Tasia and Gracia's miso steak tacos with kaleslaw
You can't beat tacos for a tasty family meal. These ones have an Asian-style twist and are filled with tender miso steak, crunchy slaw and coriander.
Tasia: Hi everyone it’s Tasia and Gracia here from Makan restaurant.
Gracia: And tonight we're back for more what's for dinner recipe by Coles.
Tasia: Tonight we're making a miso steak taco’s with kaleslaw, an easy and fun recipe to make at home.
Gracia: The first thing we're going to do is marinade our miso steak. We're going to have about a hundred grams of miso paste, fifty grams of mirin. About two teaspoon of sugar and a pinch of salt make sure to mix.
Tasia: So you want to marinate the steak for about half an hour in the fridge. So Gracia and I have been cheeky here, we bought ourselves Kaleslaw kit from Coles, it's super delicious, but we're going to be adding a few ingredients to make this super tasty. It comes with a sauce as well, I'm just going to put in all the sauce that comes with it.

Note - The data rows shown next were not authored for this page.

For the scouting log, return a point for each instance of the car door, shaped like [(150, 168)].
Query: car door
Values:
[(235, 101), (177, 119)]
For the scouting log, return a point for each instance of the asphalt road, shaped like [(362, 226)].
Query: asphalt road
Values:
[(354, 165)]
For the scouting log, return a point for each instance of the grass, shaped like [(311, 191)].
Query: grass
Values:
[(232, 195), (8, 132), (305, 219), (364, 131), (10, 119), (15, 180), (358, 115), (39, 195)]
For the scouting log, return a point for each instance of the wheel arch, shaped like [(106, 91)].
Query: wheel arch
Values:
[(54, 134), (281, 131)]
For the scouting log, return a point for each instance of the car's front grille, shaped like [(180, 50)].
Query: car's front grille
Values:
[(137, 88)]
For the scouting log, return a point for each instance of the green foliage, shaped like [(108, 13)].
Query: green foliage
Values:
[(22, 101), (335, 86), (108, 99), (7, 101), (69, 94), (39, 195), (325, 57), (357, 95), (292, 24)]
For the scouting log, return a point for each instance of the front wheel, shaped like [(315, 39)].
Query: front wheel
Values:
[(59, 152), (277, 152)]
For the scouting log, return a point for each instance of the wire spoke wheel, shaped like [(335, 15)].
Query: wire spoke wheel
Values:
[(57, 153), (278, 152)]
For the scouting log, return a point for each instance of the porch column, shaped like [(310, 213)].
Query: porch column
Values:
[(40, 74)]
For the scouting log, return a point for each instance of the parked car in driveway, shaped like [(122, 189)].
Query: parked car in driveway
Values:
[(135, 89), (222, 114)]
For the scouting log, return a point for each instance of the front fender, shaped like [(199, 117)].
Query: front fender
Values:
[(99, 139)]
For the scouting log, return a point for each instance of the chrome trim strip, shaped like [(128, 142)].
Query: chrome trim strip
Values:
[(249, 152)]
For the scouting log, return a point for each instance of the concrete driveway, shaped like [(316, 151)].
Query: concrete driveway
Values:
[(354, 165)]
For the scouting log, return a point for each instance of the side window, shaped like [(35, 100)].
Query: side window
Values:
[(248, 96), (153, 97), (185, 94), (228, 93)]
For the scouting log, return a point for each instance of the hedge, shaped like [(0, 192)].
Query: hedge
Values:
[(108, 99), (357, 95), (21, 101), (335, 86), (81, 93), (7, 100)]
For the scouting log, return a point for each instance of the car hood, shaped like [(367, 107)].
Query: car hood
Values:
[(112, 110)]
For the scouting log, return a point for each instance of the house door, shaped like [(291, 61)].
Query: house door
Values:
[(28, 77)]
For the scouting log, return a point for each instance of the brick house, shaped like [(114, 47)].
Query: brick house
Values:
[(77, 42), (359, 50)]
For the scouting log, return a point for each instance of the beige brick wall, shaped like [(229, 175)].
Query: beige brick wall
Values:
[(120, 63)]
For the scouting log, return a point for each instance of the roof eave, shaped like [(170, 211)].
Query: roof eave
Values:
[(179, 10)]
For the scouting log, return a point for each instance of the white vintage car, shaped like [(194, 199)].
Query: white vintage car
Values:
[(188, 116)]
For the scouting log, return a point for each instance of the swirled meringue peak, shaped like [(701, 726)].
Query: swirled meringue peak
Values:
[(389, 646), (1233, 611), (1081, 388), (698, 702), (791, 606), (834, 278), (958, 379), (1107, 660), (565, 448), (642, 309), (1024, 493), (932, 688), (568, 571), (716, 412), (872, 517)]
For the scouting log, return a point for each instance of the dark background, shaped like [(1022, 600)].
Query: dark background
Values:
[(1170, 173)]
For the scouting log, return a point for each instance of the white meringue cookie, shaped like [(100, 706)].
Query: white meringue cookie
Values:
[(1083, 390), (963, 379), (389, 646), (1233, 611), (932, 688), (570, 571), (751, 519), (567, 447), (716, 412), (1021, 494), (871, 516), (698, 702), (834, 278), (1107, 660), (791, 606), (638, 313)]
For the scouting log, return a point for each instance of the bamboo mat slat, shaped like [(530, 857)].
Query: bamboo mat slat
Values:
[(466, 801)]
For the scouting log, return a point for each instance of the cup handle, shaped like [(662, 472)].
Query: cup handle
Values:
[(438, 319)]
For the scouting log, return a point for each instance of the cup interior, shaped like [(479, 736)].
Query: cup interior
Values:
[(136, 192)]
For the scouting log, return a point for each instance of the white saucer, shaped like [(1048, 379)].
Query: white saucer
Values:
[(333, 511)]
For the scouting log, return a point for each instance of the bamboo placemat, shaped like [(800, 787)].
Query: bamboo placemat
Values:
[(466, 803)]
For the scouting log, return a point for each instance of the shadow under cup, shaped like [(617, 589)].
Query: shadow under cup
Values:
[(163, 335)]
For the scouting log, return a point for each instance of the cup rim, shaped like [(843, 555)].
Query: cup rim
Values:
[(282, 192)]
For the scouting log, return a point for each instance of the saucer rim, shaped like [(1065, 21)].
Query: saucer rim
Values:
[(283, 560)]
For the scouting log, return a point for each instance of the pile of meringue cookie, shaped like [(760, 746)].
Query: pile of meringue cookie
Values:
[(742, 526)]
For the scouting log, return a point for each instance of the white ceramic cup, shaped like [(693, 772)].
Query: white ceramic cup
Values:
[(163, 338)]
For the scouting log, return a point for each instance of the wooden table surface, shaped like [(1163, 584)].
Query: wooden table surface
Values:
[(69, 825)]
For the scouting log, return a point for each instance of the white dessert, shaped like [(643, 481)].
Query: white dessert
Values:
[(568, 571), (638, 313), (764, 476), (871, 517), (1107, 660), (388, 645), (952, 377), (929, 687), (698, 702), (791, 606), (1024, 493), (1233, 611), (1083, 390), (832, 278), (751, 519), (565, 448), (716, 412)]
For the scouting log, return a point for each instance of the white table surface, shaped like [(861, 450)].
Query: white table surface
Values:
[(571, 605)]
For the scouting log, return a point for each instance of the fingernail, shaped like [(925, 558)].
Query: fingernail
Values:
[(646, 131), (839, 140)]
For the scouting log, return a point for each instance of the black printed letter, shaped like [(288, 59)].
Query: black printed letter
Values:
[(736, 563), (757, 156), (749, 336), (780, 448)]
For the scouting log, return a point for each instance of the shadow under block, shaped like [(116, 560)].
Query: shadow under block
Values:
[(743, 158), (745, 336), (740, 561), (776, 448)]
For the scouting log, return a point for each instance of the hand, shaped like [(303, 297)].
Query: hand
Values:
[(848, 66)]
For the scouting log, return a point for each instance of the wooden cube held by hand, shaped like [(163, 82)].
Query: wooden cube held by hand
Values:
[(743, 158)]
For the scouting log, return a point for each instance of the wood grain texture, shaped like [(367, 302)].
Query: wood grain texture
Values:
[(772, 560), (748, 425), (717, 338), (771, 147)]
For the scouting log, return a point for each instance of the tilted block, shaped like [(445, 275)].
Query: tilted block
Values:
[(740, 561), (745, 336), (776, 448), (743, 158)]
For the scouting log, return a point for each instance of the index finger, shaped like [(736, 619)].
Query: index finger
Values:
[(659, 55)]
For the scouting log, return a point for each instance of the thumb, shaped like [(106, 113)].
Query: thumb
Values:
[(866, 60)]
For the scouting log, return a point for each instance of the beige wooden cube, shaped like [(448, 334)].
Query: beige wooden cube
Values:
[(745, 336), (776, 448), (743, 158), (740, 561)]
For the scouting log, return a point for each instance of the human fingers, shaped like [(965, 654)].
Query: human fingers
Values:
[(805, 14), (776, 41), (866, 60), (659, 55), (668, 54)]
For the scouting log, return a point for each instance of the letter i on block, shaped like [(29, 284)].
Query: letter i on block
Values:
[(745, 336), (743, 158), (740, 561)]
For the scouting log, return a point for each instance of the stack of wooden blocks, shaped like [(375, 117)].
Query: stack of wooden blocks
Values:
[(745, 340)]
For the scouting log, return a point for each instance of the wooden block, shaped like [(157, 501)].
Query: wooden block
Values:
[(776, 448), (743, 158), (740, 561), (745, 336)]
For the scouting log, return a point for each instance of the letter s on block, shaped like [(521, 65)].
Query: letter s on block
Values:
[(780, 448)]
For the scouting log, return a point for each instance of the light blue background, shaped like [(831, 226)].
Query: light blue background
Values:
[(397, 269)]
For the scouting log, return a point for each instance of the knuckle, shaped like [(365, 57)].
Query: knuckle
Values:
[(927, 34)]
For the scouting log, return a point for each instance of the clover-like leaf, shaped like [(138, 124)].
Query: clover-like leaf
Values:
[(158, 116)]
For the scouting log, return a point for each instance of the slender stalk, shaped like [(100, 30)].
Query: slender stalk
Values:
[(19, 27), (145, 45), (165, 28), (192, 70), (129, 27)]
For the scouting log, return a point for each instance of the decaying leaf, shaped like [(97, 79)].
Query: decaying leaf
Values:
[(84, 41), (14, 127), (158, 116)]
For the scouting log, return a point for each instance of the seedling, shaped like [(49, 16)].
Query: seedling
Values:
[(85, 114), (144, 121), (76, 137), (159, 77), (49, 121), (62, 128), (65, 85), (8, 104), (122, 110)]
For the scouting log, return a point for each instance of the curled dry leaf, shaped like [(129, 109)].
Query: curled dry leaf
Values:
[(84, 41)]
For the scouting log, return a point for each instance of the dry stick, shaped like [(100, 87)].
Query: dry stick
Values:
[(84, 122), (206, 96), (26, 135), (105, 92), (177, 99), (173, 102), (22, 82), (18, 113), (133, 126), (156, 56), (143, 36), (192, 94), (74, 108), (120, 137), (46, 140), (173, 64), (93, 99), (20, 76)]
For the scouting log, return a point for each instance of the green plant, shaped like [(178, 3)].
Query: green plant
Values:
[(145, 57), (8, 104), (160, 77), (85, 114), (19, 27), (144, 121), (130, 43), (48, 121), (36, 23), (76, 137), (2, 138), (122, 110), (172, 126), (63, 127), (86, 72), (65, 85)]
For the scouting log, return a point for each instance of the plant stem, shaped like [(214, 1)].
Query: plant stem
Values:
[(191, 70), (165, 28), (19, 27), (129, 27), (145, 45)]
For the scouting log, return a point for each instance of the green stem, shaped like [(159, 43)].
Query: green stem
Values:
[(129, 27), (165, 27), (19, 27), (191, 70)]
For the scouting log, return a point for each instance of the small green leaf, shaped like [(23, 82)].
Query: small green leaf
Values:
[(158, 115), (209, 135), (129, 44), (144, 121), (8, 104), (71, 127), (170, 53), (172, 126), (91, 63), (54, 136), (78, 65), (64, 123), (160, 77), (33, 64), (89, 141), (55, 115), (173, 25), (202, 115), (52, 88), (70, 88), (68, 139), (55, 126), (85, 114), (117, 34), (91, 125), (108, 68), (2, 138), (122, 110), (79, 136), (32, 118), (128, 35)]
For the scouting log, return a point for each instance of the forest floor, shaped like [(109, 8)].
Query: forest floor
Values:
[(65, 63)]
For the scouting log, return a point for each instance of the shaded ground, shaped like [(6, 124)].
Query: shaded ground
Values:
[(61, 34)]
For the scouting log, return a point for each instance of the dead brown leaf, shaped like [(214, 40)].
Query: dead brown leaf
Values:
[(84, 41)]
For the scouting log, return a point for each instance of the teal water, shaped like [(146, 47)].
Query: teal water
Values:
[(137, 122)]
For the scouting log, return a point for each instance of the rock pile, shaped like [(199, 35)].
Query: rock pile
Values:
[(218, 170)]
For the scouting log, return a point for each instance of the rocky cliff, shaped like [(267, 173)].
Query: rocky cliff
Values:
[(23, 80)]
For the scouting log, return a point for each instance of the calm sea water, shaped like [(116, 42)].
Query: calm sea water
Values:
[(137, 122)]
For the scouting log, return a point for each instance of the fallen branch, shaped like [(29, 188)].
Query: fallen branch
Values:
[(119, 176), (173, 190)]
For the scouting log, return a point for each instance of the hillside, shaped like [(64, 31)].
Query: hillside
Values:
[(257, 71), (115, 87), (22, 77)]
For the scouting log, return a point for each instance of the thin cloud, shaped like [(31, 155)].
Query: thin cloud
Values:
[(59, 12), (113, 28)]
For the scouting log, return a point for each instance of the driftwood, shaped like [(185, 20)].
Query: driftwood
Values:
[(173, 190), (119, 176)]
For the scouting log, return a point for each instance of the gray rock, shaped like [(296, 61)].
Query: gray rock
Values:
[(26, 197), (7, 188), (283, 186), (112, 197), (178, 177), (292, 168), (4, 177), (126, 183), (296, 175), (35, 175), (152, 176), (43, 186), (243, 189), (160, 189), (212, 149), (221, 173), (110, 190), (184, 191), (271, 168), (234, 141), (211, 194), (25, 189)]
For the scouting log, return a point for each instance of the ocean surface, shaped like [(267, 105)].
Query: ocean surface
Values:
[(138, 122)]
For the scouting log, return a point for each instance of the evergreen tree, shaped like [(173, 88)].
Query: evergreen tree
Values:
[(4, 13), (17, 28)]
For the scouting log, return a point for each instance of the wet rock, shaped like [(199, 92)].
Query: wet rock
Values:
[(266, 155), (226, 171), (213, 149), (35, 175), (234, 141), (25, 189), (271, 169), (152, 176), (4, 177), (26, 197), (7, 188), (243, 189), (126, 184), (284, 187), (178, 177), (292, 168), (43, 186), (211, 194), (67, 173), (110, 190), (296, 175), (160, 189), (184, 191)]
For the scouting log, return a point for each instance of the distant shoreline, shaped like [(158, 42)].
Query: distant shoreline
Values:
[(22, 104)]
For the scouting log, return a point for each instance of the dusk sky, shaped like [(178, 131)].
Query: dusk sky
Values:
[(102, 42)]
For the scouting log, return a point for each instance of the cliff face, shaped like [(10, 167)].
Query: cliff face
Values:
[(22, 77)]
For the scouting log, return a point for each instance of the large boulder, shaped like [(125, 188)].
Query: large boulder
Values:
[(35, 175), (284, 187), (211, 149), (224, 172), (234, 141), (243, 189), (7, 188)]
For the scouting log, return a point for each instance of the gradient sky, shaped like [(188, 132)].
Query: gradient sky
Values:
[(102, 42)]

Gracia: Yep, that's the yogurt sauce.
Tasia: And we're going to add a little bit of our own twist to it by adding some mayonnaise. We're also going to be adding a little bit of lime juice to this. And it comes also with some nuts and we're going mix it into give it that nice crunch.
Gracia: So now we're just gonna go ahead and toast these wraps you wanted nice and hot, and you want to just get a little bit of char and little bit of browning. So now our miso steak has been marinating for about half an hour and we're ready to get cooking. You want a nice griddle pan. Nice and hot, just drizzle a little bit of all of olive oil and you want to cook it on a griddle pan on a high heat and you want to cook this medium rare.
Tasia: Gracia that looks so good.
Gracia: It smells so good Tasia.
So before we cut and slice it make sure you want to rest your steak for at least half the cooking time or roughly about five to ten minutes. We just want to slice it thinly. Look at that.
Tasia: We got some fresh chilli, because you know Gracia and I love the heat. We've got some fresh coriander to garnish our tacos. And some lime wedges here.
Gracia: So Tasia were going to assemble the tacos, the taco shell. Our Kaleslaw, a few slices of the beef. Chile, Coriander leaves. You can serve it on the side of the lemon wedge.
Tasia: Oh my god that looks so scrumptious so there you have it our what's for dinner coles recipe. Miso Steak tacos with Kaleslaw.
Gracia: So Tasia, lets dig in.
Tasia: Yep, yum.
Note: + 5 mins resting & 30 mins marinating time
- 100g miso paste
- 50ml mirin seasoning
- 2 tsp caster sugar
- Pinch of salt
- 500g beef rump steak
- 350g pkt Coles Kaleslaw Kit
- 100g mayonnaise
- 1 tbs lime juice
- 10 Coles Street Tortillas
- 1 tbs olive oil
- Sliced red chilli, to serve (optional)
- Coriander leaves, to serve
- Lime wedges, to serve
Place the miso paste, mirin seasoning, sugar and salt in a large bowl. Stir until smooth and well combined. Add the steak and turn to coat. Cover and place in the fridge for 30 mins to develop the flavours.
Place the Coles Kaleslaw Kit in a large bowl. Add the yoghurt dressing and seed mix sachets from the kit, mayonnaise and lime juice. Toss until well combined.
Heat a chargrill over medium-high heat. Cook the tortillas, in batches, for 30 secs each side or until lightly charred. Transfer to a plate and cover with a clean tea towel to keep warm. Repeat with the remaining tortillas.
Remove steak from the marinade and wipe off the excess. Transfer to a plate and drizzle with oil. Cook the steak for 2 mins each side for medium-rare or to your preferred doneness. Transfer to a clean plate. Allow the steak to rest for 5 mins. Thinly slice.
Divide the tortillas among serving plates. Top with the kaleslaw and steak. Sprinkle with the chilli, if using, and coriander. Serve with lime wedges.